Lain lagi, Ahmad Muntakhib, dari PRAK juga, menyebutkan bahwa pesantren pertama didirikan oleh Raden Rahmat pada Abad 15 M. Kata pesantren berasal dari akar kata santri dengan awalan ‘pe’ dan akhiran ‘an’ berarti tempat tinggal para santri. Sedangkan istilah santri berasal dari bahasa Tamil, yang berarti guru mengaji.
Ahmad menyoroti tentang belum adanya ensiklopedi yang memuat informasi yang lengkap, padat, dan utuh tentang pesantren modern. Menurutnya, tujuan dari pembuatan ensiklopedia pesantren untuk menyajikan data yang mumpuni terkait dengan pesantren modern. Hal itu sebagai rujukan informasi bagi masyarakat dan pemerintah, untuk mengetahui pola pendidikan pesantren modern, dan melihat kelebihan dan kekurangan masing-masing pesantren itu sendiri.

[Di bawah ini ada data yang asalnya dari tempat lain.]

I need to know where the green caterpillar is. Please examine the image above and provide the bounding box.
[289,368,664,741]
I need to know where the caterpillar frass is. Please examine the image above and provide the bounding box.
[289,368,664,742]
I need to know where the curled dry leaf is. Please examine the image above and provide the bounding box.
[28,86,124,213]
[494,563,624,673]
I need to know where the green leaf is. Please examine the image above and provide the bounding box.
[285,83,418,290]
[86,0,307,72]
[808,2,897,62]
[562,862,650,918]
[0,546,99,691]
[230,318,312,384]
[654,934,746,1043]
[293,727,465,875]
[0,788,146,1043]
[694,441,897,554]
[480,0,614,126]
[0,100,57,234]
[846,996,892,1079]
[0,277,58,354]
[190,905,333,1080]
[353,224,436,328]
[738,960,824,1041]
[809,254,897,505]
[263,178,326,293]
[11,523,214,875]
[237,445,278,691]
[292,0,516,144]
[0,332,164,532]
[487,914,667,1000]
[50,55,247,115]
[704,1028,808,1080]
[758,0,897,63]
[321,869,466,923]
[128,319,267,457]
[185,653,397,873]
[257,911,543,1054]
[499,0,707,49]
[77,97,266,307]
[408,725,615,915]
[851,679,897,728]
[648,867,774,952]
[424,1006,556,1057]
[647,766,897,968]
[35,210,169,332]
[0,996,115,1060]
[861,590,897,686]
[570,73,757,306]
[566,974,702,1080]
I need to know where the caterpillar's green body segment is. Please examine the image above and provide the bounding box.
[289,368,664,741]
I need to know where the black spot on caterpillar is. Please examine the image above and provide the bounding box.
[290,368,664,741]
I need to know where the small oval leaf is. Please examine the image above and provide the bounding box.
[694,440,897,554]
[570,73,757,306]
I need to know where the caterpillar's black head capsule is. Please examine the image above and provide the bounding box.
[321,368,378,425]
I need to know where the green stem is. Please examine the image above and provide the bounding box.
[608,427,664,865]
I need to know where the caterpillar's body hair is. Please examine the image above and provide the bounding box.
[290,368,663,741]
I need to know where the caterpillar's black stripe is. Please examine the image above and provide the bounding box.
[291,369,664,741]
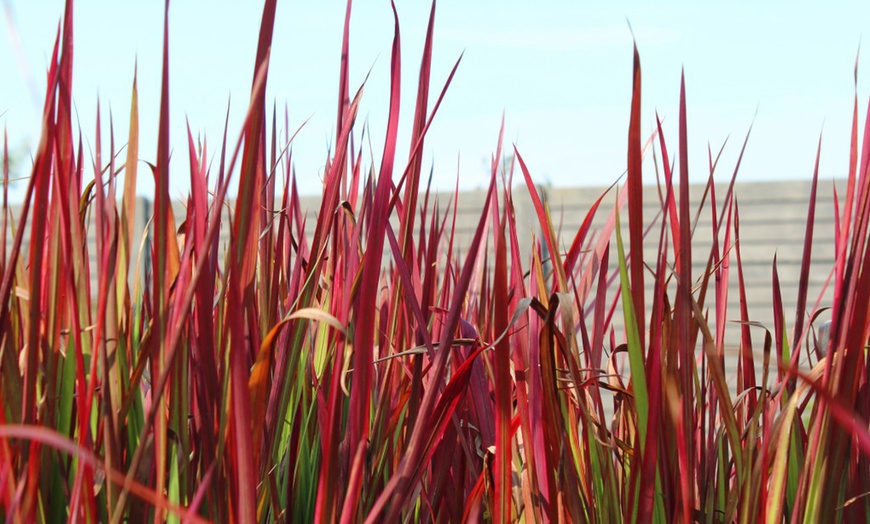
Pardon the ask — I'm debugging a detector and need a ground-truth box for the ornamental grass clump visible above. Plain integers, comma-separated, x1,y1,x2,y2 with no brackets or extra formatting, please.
3,0,870,522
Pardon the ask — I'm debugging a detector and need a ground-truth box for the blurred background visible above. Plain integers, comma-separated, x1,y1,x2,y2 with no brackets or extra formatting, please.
2,0,869,200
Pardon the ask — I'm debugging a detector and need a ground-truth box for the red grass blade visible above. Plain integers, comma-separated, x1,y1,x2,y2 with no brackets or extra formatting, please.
675,70,694,522
347,0,401,473
397,0,436,258
148,3,177,518
626,43,646,349
490,133,512,524
516,147,566,290
224,0,278,519
336,0,353,134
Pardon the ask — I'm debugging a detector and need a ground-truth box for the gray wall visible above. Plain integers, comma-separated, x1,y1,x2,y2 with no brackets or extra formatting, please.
4,179,838,357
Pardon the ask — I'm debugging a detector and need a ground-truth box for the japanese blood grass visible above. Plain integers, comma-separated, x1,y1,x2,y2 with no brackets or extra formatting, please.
3,0,870,522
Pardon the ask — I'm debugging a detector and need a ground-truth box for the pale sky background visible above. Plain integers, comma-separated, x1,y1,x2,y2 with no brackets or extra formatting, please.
1,1,869,200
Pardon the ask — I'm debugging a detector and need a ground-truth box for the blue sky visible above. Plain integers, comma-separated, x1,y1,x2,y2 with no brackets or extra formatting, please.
1,1,869,199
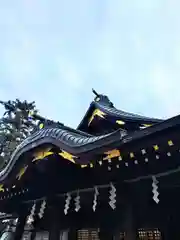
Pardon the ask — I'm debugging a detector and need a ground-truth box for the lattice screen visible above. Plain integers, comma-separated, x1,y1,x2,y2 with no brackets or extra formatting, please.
22,228,161,240
77,229,99,240
138,228,161,240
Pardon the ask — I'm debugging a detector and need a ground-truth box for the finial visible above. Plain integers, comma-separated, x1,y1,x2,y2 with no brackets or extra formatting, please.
92,89,100,97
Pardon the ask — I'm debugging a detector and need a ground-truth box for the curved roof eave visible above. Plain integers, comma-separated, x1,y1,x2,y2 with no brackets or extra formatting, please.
77,102,95,130
77,100,163,131
95,101,163,124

Djamaluddin Parawironegoro, Peneliti dan Dosen Universitas Ahmad Dahlan Yogyakarta, mengungkapkan karakteristik pesantren modern. Di antaranya, pendidikan yang mengintegrasikan asrama/pondok, masjid, dan sekolah, serta mata pelajaran agama Islam dengan kitab klasik dan mata pelajaran ilmu umum. Sedangkan metode pembelajaran yakni yang sesuai dengan materi pembelajaran dalam membantu mempercepat pemahaman santri. Di sini terdapat sistem penjenjangan, pembelajaran klasikal (Sekolah, Madrasah, dan Pendidikan Tinggi), sifat kelembagaannya berbasis pada kepemimpinan kolektif.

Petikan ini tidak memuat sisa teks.